We want you to feel passionate about your new sofa. To fall in love with the style, luxuriate in the materials and marvel at how well it fits into your space. But to do that, you need to be equipped with the right knowledge to make the best decision for you.

This guide is a combination of practical tips for choosing the right sofa size, shape and material for your home – but it’s also a window into the emotional side of buying such a central piece of furniture.

Online, you’ll find all sorts of guides that say the same things over and over again – because they all borrow from one another. At Sterling, we’re doing things differently by including insight from one of the industry’s leading sofa experts, Malcolm Walker.

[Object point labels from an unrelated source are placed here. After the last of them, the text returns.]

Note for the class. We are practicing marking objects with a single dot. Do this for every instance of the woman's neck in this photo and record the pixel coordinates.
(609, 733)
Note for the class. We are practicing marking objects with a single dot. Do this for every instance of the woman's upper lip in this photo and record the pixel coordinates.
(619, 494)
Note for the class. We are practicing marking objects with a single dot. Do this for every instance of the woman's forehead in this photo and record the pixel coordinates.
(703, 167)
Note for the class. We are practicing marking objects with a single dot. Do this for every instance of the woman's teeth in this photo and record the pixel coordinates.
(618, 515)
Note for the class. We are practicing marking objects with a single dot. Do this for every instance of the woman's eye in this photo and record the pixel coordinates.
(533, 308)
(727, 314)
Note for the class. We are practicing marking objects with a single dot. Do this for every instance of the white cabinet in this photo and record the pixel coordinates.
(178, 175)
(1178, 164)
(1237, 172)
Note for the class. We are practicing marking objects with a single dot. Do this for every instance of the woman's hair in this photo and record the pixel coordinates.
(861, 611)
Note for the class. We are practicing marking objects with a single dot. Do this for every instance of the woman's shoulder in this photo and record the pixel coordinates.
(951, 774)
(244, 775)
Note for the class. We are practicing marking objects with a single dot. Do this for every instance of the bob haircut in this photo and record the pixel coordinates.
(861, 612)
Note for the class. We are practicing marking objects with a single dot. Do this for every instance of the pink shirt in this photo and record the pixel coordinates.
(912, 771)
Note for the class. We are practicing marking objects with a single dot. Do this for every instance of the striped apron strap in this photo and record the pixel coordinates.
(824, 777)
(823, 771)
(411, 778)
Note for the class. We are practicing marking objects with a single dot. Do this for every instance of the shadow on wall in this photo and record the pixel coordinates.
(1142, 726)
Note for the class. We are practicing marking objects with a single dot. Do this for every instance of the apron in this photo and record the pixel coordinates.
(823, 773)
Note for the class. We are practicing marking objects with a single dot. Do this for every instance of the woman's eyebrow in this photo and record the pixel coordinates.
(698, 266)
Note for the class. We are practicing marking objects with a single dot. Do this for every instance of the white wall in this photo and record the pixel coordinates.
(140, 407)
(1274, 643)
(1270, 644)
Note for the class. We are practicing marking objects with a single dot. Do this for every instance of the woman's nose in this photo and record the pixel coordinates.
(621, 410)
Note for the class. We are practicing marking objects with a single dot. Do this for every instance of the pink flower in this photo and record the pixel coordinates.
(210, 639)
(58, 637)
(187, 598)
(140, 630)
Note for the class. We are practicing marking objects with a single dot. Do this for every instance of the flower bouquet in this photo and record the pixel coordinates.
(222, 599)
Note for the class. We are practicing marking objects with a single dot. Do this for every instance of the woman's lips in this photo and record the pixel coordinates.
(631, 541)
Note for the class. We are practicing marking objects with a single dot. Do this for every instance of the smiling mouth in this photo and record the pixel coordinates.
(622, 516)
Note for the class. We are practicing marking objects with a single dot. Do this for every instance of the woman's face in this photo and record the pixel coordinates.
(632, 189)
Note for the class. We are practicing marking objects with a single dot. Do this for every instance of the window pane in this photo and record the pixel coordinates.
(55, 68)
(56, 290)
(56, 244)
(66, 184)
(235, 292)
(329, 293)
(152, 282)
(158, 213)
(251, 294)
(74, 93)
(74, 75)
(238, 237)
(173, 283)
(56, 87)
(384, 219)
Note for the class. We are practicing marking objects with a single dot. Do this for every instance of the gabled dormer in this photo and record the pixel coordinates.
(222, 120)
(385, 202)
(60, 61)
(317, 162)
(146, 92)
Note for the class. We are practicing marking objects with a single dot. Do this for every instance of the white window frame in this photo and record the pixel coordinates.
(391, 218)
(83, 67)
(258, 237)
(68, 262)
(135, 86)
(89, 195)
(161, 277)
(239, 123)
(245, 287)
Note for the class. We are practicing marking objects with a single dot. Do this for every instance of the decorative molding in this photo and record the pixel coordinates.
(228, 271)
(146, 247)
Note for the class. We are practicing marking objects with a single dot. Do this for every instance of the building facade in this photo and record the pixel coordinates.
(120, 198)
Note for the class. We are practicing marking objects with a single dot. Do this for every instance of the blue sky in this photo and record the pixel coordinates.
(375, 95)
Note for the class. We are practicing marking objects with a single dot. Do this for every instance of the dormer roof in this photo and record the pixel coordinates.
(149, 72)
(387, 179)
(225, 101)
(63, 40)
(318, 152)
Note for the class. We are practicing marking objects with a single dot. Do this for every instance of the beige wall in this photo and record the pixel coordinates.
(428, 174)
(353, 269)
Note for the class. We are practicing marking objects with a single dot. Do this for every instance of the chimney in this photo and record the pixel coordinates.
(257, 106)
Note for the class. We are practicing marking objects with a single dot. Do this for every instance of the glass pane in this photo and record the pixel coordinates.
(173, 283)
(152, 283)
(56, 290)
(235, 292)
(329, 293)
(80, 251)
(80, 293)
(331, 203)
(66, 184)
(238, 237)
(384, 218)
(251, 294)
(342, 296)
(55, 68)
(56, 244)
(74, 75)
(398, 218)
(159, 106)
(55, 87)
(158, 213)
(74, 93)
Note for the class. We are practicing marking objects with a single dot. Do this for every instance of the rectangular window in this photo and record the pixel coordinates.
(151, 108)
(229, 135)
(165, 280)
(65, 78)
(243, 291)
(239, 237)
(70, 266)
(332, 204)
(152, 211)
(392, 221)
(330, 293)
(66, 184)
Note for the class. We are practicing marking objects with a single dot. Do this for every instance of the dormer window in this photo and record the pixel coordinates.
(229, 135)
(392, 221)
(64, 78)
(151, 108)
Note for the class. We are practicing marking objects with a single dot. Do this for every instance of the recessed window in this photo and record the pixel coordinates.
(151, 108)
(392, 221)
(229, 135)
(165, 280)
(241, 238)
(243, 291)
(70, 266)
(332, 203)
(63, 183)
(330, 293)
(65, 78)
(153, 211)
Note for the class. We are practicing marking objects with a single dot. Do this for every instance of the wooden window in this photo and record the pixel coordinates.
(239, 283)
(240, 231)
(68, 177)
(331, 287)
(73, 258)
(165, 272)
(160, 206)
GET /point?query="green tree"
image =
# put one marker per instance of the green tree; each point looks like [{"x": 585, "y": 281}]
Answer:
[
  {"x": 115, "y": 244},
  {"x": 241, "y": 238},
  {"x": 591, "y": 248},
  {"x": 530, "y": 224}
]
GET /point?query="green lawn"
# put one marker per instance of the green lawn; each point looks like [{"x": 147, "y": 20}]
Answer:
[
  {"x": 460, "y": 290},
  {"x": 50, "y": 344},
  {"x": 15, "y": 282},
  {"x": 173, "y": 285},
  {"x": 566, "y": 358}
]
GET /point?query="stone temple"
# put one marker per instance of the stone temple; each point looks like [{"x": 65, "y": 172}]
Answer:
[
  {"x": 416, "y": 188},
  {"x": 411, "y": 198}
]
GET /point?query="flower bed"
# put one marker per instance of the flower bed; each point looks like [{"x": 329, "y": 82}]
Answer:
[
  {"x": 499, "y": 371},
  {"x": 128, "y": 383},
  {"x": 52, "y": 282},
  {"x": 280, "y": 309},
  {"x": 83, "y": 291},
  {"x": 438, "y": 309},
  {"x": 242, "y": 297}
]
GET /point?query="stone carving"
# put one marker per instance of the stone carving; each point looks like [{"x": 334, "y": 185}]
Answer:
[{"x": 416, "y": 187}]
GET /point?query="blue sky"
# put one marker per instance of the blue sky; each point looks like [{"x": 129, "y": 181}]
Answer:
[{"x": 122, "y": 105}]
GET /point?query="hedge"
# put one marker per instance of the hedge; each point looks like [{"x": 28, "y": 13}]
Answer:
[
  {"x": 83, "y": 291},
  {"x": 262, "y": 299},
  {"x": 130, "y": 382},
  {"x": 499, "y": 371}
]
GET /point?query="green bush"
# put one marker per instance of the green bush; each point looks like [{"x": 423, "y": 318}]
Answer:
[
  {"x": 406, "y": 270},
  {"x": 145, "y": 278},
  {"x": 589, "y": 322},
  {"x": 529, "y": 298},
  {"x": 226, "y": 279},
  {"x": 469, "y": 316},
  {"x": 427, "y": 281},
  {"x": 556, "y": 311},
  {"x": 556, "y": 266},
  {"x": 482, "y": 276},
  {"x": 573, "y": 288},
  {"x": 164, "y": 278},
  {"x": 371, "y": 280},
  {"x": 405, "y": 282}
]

So, if you’re considering a new sofa, you’ve found the perfect resource to help you make a sensible yet spectacular decision.

Key factors to consider when buying a sofa

Before we delve into the guide, we’re sharing some quick tips from our expert to keep in mind when browsing sofas online.

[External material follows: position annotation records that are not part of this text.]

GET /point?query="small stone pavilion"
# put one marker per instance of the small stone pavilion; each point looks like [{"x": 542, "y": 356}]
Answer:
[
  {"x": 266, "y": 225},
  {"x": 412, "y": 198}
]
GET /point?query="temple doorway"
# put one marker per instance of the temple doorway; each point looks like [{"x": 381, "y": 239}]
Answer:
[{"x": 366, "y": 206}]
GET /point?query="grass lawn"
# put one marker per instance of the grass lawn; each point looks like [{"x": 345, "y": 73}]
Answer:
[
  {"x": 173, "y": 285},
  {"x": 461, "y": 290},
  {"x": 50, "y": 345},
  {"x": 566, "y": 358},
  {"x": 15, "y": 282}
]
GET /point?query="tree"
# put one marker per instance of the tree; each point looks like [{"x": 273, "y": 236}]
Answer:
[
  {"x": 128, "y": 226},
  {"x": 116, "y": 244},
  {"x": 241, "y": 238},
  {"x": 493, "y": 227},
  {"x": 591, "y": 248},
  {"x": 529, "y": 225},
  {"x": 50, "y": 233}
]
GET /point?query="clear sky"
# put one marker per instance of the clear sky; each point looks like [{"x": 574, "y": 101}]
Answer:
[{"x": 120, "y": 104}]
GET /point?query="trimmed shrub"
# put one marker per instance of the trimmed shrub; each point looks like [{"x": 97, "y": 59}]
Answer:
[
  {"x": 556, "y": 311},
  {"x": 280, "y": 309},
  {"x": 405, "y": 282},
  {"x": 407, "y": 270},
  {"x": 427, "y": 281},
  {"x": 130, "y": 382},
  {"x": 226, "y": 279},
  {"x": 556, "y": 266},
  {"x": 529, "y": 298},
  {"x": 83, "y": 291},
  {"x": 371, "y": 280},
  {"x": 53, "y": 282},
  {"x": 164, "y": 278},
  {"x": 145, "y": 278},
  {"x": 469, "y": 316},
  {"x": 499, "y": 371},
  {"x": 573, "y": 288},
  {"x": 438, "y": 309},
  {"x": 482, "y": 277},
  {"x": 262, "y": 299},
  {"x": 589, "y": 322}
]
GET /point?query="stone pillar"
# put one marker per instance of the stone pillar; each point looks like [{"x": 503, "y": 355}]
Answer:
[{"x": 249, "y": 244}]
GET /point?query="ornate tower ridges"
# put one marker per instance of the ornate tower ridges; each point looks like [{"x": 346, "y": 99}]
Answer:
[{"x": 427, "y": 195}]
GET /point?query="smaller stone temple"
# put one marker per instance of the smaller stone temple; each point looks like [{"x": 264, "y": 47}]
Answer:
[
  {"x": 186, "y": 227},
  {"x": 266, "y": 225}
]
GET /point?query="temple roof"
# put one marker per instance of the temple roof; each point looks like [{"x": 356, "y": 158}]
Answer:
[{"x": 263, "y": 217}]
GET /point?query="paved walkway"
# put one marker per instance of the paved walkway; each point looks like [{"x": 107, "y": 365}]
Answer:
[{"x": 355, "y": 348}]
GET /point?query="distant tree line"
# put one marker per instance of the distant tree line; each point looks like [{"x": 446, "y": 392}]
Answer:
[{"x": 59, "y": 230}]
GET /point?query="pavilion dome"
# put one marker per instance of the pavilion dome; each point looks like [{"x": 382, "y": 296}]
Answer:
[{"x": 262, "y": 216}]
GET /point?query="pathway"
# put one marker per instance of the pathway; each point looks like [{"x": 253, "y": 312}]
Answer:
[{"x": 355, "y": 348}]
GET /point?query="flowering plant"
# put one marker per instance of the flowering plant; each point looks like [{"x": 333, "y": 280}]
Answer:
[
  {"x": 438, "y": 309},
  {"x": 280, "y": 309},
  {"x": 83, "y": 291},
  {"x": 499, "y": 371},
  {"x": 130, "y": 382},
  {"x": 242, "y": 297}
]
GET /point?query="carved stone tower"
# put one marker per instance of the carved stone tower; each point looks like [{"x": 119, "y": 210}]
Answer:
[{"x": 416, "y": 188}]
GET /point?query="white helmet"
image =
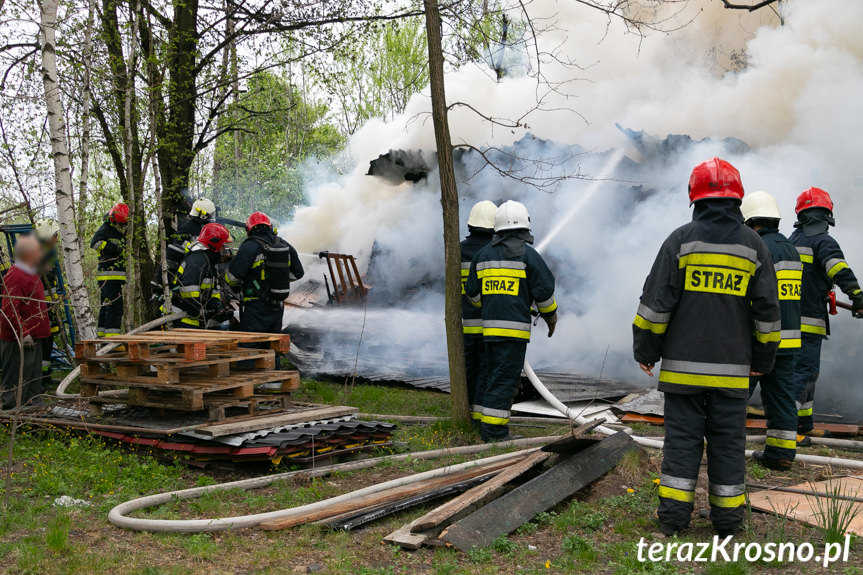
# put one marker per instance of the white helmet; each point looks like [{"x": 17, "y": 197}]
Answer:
[
  {"x": 482, "y": 215},
  {"x": 45, "y": 229},
  {"x": 760, "y": 205},
  {"x": 511, "y": 216},
  {"x": 204, "y": 209}
]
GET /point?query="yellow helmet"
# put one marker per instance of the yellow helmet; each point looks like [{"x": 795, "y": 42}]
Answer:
[{"x": 760, "y": 205}]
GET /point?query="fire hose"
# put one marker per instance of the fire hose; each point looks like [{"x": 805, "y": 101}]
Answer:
[
  {"x": 118, "y": 515},
  {"x": 72, "y": 375}
]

Tips on practicality and comfort

    • Consider the practical requirements first – how big is your family, how many people will sit on the sofa? What will it be used for most?
    • Measure access to your room before you decide on sofa sizes. Once you know what can physically fit, you can then measure the room itself to see how the sofa will sit in the space.
    • Use a physical representation of the measurements to see what the sofa’s footprint will look like in your room. This can be as simple as using old newspapers, masking tape, cardboard or other spare materials.
    • Consider the comfort of the sofa as well as the look and function of it. Wherever possible, try it before you buy it and ensure the ‘sit’ is something you enjoy.
    • Similarly, if you share your home with someone, consider their taste and comfort too. A living room sofa that only you enjoy isn’t going to please your partner.

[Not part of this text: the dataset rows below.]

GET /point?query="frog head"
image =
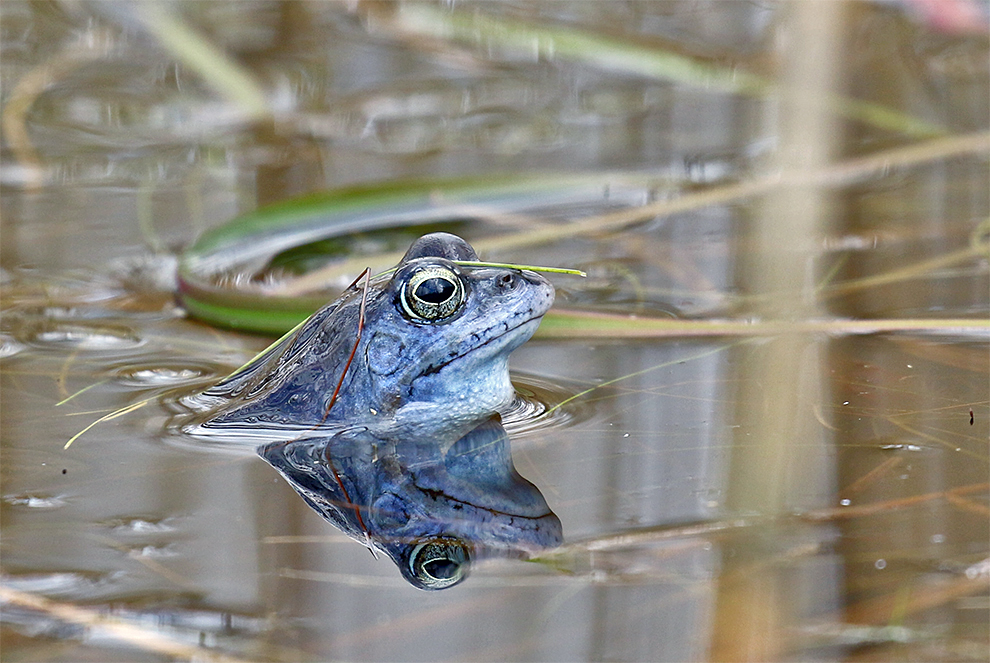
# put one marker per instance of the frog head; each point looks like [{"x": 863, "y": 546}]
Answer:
[{"x": 430, "y": 350}]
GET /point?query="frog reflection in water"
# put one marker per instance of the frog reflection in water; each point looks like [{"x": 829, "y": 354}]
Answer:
[{"x": 410, "y": 458}]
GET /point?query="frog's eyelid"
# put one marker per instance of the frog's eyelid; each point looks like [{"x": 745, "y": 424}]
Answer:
[{"x": 505, "y": 265}]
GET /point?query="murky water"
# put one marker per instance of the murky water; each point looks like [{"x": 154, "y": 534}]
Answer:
[{"x": 863, "y": 537}]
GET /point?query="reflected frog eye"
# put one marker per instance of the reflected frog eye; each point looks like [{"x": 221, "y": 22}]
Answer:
[
  {"x": 439, "y": 563},
  {"x": 432, "y": 294}
]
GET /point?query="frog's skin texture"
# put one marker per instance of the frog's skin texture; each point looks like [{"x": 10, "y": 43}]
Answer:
[{"x": 410, "y": 458}]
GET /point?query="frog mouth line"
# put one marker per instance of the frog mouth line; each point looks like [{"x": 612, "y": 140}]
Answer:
[{"x": 440, "y": 367}]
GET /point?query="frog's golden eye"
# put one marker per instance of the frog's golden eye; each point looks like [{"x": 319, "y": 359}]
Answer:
[
  {"x": 432, "y": 294},
  {"x": 439, "y": 563}
]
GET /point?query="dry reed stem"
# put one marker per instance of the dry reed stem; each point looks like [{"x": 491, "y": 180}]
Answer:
[{"x": 134, "y": 635}]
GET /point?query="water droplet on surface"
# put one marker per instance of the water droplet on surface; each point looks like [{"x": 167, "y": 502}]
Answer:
[
  {"x": 36, "y": 501},
  {"x": 95, "y": 338},
  {"x": 161, "y": 375}
]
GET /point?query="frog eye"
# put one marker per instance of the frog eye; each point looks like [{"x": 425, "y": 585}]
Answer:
[
  {"x": 439, "y": 563},
  {"x": 432, "y": 294}
]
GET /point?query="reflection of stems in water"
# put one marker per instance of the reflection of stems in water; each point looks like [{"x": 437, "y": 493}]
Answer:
[
  {"x": 93, "y": 45},
  {"x": 113, "y": 415},
  {"x": 835, "y": 175},
  {"x": 622, "y": 54},
  {"x": 142, "y": 637},
  {"x": 212, "y": 64},
  {"x": 679, "y": 360}
]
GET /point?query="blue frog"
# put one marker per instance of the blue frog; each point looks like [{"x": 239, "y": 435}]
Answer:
[{"x": 381, "y": 410}]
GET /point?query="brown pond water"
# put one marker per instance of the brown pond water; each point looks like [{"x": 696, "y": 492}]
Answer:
[{"x": 812, "y": 489}]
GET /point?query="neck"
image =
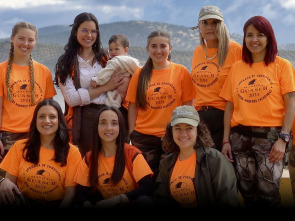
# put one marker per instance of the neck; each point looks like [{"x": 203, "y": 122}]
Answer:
[
  {"x": 185, "y": 153},
  {"x": 160, "y": 66},
  {"x": 108, "y": 149},
  {"x": 212, "y": 43},
  {"x": 258, "y": 57},
  {"x": 47, "y": 142},
  {"x": 21, "y": 61}
]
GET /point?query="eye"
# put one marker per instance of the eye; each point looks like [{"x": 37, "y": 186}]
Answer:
[{"x": 93, "y": 32}]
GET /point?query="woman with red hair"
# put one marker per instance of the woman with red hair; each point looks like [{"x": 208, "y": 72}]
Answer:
[{"x": 259, "y": 115}]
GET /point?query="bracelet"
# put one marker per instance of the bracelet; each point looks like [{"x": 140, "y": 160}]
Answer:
[
  {"x": 225, "y": 142},
  {"x": 1, "y": 180}
]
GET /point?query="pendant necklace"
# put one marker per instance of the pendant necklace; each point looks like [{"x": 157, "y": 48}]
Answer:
[{"x": 211, "y": 57}]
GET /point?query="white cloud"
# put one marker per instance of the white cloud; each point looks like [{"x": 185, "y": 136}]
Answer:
[
  {"x": 18, "y": 4},
  {"x": 269, "y": 11},
  {"x": 287, "y": 4},
  {"x": 121, "y": 11}
]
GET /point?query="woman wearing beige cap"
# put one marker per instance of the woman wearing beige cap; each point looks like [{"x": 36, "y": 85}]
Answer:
[
  {"x": 211, "y": 62},
  {"x": 194, "y": 174}
]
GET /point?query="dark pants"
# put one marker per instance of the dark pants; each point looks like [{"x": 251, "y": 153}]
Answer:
[
  {"x": 258, "y": 179},
  {"x": 151, "y": 147},
  {"x": 214, "y": 119}
]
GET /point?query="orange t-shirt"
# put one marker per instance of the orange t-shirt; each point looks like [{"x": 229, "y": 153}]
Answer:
[
  {"x": 17, "y": 114},
  {"x": 105, "y": 169},
  {"x": 208, "y": 77},
  {"x": 168, "y": 89},
  {"x": 182, "y": 181},
  {"x": 257, "y": 92},
  {"x": 47, "y": 179}
]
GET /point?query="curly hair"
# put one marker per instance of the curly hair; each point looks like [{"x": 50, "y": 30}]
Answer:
[
  {"x": 61, "y": 140},
  {"x": 66, "y": 61}
]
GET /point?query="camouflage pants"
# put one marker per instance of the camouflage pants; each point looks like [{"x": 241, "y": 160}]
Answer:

Advice on choosing a style

    • Order swatches of the material you’re interested in to see what it looks like in your home and feels like against your skin.
    • Select a style that complements your home’s design – but don’t try to buy a sofa based on a particular seasonal trend. Instead, choose something that can be restyled with throw rugs, cushions etc.
    • You don’t need to know every type of artistic style or design trend to make a choice. Instead, take inspiration from sofas you’ve seen in real life and adopt a loose idea of a favourite trend, like modern, traditional or casual, to help guide your research.
Sofa swatches of blue, green, grey, brown and yellow velvet fabrics

You can order swatches online or see them at one of our stores to ensure that the material you're interested in truly fits in with your home decor.

Consider longevity

    • How much maintenance are you willing to put in? Be realistic, don’t overcommit to a routine you don’t actually keep to. Choose a sofa that fits into your lifestyle.
    • Don’t make a choice based solely on upholstery – consider the frame too. A high-quality frame will add years to your new sofa’s lifespan and protect it against wear.
    • Certain materials are longer-lasting than others, but may also require more upkeep. Always consider both when browsing. Keep reading this guide to see how upholstery materials affect your chosen sofa.

Size and space

    • Measure access before anything else – if you can’t fit the sofa through a doorway, then you can’t enjoy it in your home. Read our measuring guide to learn more.
    • Map out the sofa’s footprint using newspaper or masking tape to get an idea of what it looks like in the room.
    • If your room has certain size restrictions, consider modular or L-shaped sofas to better fit them into your space.

Understanding sofa styles and types

Sofas come in a variety of configurations based on both utility and design aesthetics. Artistic and cultural movements often lead to design choices, whereas functional style options like recliners have come as a result of the changing habits of human life.

Each generation tends to produce a specific trend, which is then absorbed into a cultural pool that subsequent generations benefit from. Take the classic Chesterfield, for example, which came about in the 1700s during a period in which elegance and regality were a sign of social standing. Still popular today, Chesterfields exemplify the concept of ‘style is timeless’.

Let’s take a look at the most popular styles and types of sofa to help you learn more about each of them. Before we explore the aesthetic styles available, we want this guide to start in the most practical way: choosing the right type of sofa to suit your needs.

Back types

The back of a sofa is responsible for a large part of its overall profile. The back height is important as it dictates how a sofa looks in the room – a tall sofa may clash with low windows.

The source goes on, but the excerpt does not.